Though you may not have been aware of it, three U.S. Supreme Court decisions this year had a measurable impact on the state of campus free speech, even though they didn’t directly address the topic.
These decisions “should help to clarify protections for freedom of expression and association on public-university campuses — allowing proactive universities to bolster the rights of students and faculty,” writes Casey Mattox at National Review.
In one of those decisions, “Minnesota Voters Alliance v. Mansky,” the Court held that “while states may limit expression in a polling place, they must ‘draw a reasonable line’.” The court declared that “if a state restricts speech in a non-public forum, such as a polling place, the discretion provided to government officials in enforcing that restriction ‘must be guided by objective, workable standards’.”
As Mattox points out, “The Mansky decision means that universities must not only avoid viewpoint discrimination; they must affirmatively enact policies eliminating the discretion that could allow it:”
It is well settled that viewpoint discrimination is prohibited in student-organization recognition, student-activity funding, approval of student flyers, and similar forums on college campuses. But an open question remained about what universities must do to proactively ensure that officials cannot engage in this discrimination. In other types of government forums — for example, parade or rally permits on public streets or parks — the Supreme Court had previously required that the discretion of the decision makers must be “bridled” by fixed and objective criteria.

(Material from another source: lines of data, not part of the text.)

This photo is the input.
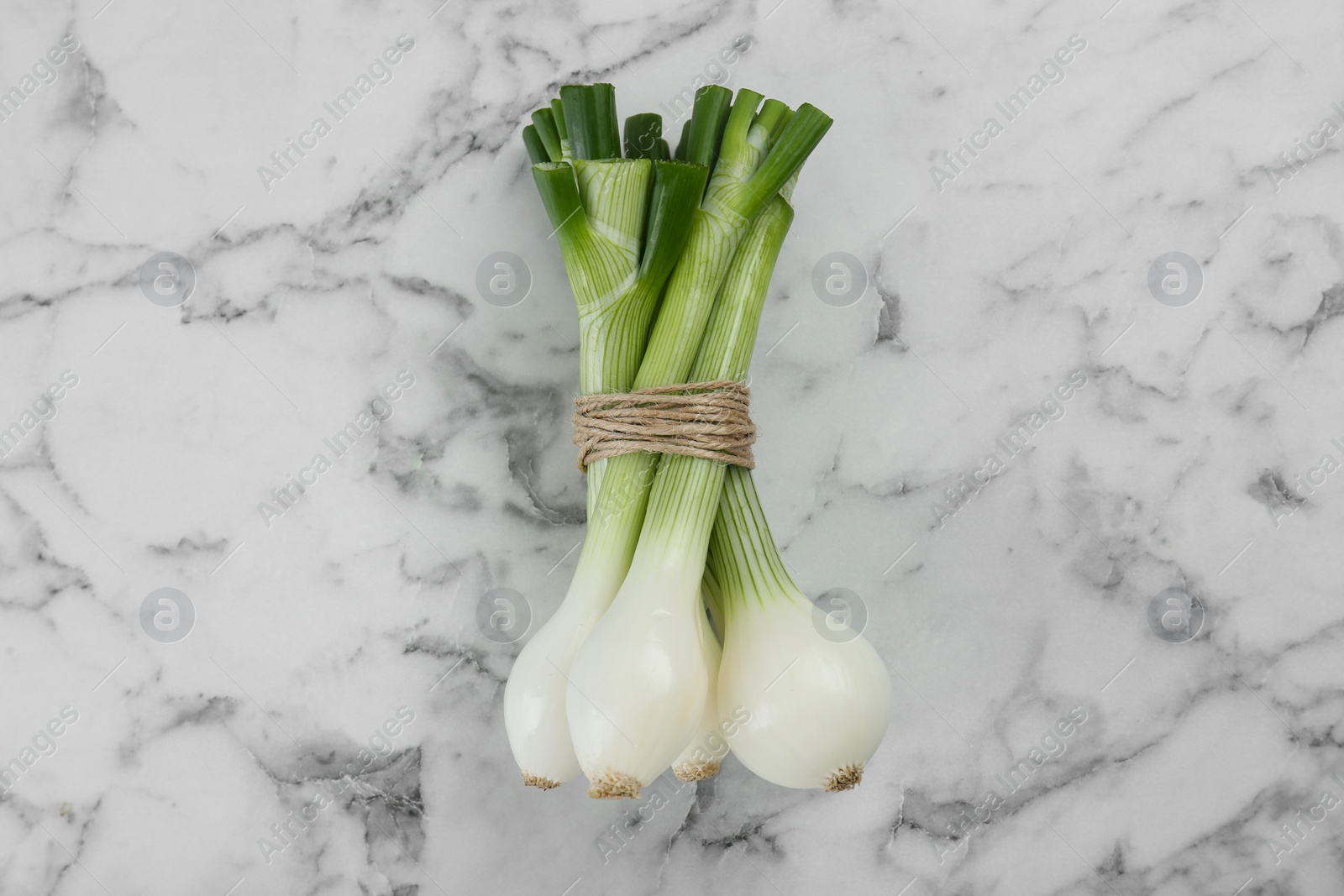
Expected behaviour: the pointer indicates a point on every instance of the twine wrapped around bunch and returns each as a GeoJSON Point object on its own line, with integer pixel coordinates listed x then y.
{"type": "Point", "coordinates": [698, 419]}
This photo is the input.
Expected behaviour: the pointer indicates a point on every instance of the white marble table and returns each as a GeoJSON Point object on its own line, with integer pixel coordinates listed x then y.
{"type": "Point", "coordinates": [1195, 456]}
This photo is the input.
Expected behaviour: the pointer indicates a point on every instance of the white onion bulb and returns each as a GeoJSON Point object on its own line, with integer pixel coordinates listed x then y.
{"type": "Point", "coordinates": [817, 708]}
{"type": "Point", "coordinates": [701, 758]}
{"type": "Point", "coordinates": [638, 683]}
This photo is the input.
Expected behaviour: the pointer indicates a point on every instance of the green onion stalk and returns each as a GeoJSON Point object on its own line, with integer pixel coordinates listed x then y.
{"type": "Point", "coordinates": [622, 224]}
{"type": "Point", "coordinates": [752, 155]}
{"type": "Point", "coordinates": [640, 683]}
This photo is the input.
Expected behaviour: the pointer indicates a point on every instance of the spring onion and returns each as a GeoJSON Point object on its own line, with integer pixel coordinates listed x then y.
{"type": "Point", "coordinates": [618, 254]}
{"type": "Point", "coordinates": [819, 705]}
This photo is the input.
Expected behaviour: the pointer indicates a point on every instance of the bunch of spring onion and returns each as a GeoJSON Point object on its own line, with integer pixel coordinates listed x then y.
{"type": "Point", "coordinates": [669, 258]}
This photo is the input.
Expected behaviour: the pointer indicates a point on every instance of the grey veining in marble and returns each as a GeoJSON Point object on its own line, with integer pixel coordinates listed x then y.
{"type": "Point", "coordinates": [1032, 563]}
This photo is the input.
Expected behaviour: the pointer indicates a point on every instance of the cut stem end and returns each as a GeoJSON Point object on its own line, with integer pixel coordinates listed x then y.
{"type": "Point", "coordinates": [613, 785]}
{"type": "Point", "coordinates": [846, 778]}
{"type": "Point", "coordinates": [696, 770]}
{"type": "Point", "coordinates": [537, 781]}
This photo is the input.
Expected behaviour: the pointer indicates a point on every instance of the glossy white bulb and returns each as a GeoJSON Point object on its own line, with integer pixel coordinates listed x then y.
{"type": "Point", "coordinates": [701, 758]}
{"type": "Point", "coordinates": [638, 683]}
{"type": "Point", "coordinates": [534, 698]}
{"type": "Point", "coordinates": [817, 707]}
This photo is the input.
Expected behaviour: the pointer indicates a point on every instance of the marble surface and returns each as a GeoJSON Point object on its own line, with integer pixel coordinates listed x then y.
{"type": "Point", "coordinates": [340, 633]}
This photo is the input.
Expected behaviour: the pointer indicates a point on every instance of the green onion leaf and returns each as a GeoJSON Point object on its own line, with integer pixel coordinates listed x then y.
{"type": "Point", "coordinates": [591, 121]}
{"type": "Point", "coordinates": [544, 123]}
{"type": "Point", "coordinates": [643, 134]}
{"type": "Point", "coordinates": [711, 102]}
{"type": "Point", "coordinates": [535, 148]}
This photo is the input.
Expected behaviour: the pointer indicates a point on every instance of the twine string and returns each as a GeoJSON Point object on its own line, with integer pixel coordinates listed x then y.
{"type": "Point", "coordinates": [706, 419]}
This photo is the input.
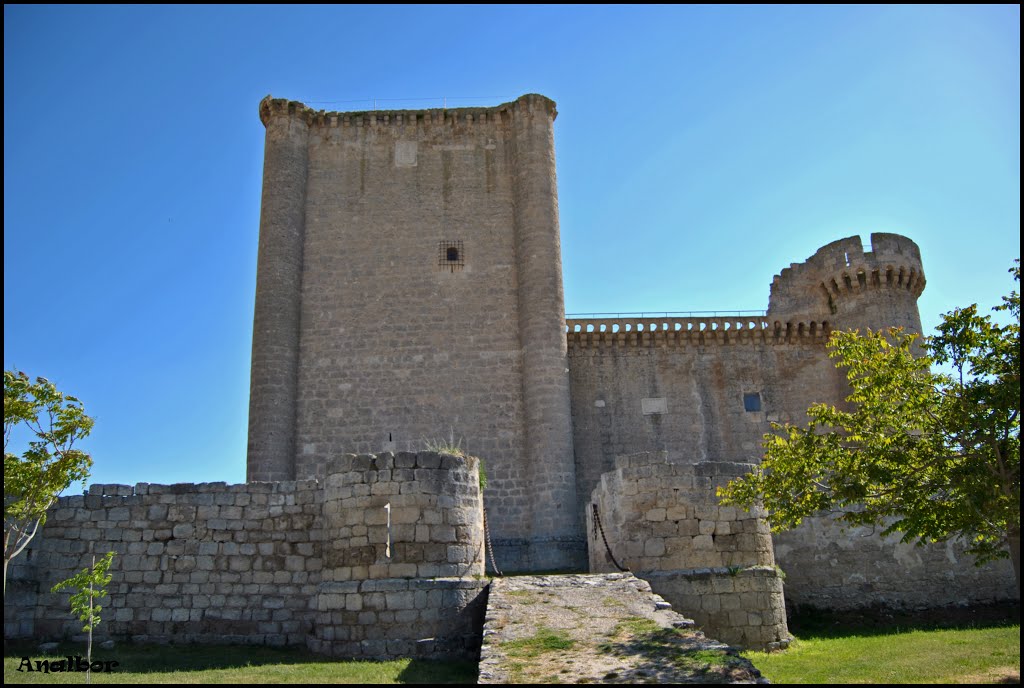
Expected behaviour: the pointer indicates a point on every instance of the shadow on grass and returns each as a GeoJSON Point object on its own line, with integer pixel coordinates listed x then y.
{"type": "Point", "coordinates": [807, 622]}
{"type": "Point", "coordinates": [152, 658]}
{"type": "Point", "coordinates": [163, 658]}
{"type": "Point", "coordinates": [433, 672]}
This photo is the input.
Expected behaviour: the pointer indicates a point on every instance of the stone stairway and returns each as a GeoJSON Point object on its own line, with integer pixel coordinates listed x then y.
{"type": "Point", "coordinates": [597, 629]}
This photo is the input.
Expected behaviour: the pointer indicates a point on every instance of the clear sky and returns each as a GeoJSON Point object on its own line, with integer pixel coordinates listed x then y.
{"type": "Point", "coordinates": [699, 149]}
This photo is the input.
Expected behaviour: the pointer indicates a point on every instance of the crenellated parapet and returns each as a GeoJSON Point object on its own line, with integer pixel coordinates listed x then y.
{"type": "Point", "coordinates": [852, 287]}
{"type": "Point", "coordinates": [640, 332]}
{"type": "Point", "coordinates": [270, 109]}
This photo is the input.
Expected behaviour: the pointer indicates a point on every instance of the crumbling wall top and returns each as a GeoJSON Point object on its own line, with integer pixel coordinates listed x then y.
{"type": "Point", "coordinates": [270, 106]}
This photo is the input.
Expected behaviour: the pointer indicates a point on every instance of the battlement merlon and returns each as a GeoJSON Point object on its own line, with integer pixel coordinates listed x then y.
{"type": "Point", "coordinates": [841, 274]}
{"type": "Point", "coordinates": [530, 102]}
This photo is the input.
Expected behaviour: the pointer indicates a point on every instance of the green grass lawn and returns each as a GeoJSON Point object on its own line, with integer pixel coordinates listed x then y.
{"type": "Point", "coordinates": [158, 663]}
{"type": "Point", "coordinates": [821, 654]}
{"type": "Point", "coordinates": [825, 651]}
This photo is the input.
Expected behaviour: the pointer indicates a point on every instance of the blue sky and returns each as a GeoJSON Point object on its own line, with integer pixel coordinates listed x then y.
{"type": "Point", "coordinates": [700, 151]}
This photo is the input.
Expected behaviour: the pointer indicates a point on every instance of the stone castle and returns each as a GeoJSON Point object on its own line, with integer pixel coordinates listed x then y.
{"type": "Point", "coordinates": [410, 289]}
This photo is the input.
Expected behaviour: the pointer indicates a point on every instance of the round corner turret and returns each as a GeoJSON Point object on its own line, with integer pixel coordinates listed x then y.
{"type": "Point", "coordinates": [854, 289]}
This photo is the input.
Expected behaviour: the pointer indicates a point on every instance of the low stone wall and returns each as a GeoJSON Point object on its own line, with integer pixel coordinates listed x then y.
{"type": "Point", "coordinates": [271, 563]}
{"type": "Point", "coordinates": [374, 618]}
{"type": "Point", "coordinates": [663, 521]}
{"type": "Point", "coordinates": [834, 565]}
{"type": "Point", "coordinates": [743, 606]}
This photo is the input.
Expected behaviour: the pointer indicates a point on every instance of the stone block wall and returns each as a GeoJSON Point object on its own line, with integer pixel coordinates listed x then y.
{"type": "Point", "coordinates": [832, 565]}
{"type": "Point", "coordinates": [206, 562]}
{"type": "Point", "coordinates": [716, 564]}
{"type": "Point", "coordinates": [744, 606]}
{"type": "Point", "coordinates": [853, 288]}
{"type": "Point", "coordinates": [279, 563]}
{"type": "Point", "coordinates": [698, 388]}
{"type": "Point", "coordinates": [410, 288]}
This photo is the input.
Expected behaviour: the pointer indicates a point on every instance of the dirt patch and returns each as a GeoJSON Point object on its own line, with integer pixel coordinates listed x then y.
{"type": "Point", "coordinates": [597, 629]}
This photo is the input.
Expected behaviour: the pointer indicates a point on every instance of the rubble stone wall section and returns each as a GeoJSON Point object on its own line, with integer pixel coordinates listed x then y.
{"type": "Point", "coordinates": [662, 520]}
{"type": "Point", "coordinates": [263, 563]}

A government’s failure to create these objective standards to limit the decision maker’s authority was itself unconstitutional because of the risk of viewpoint discrimination.
“[T]he decision in Mansky eliminates any doubt that the unbridled-discretion doctrine applies in any forum, including those commonly found on campus,” Mattox writes. “Universities will now have to ensure that administrators or student governments making decisions about student expression are guided by fixed, neutral, and objective criteria — protecting students from hidden viewpoint discrimination.”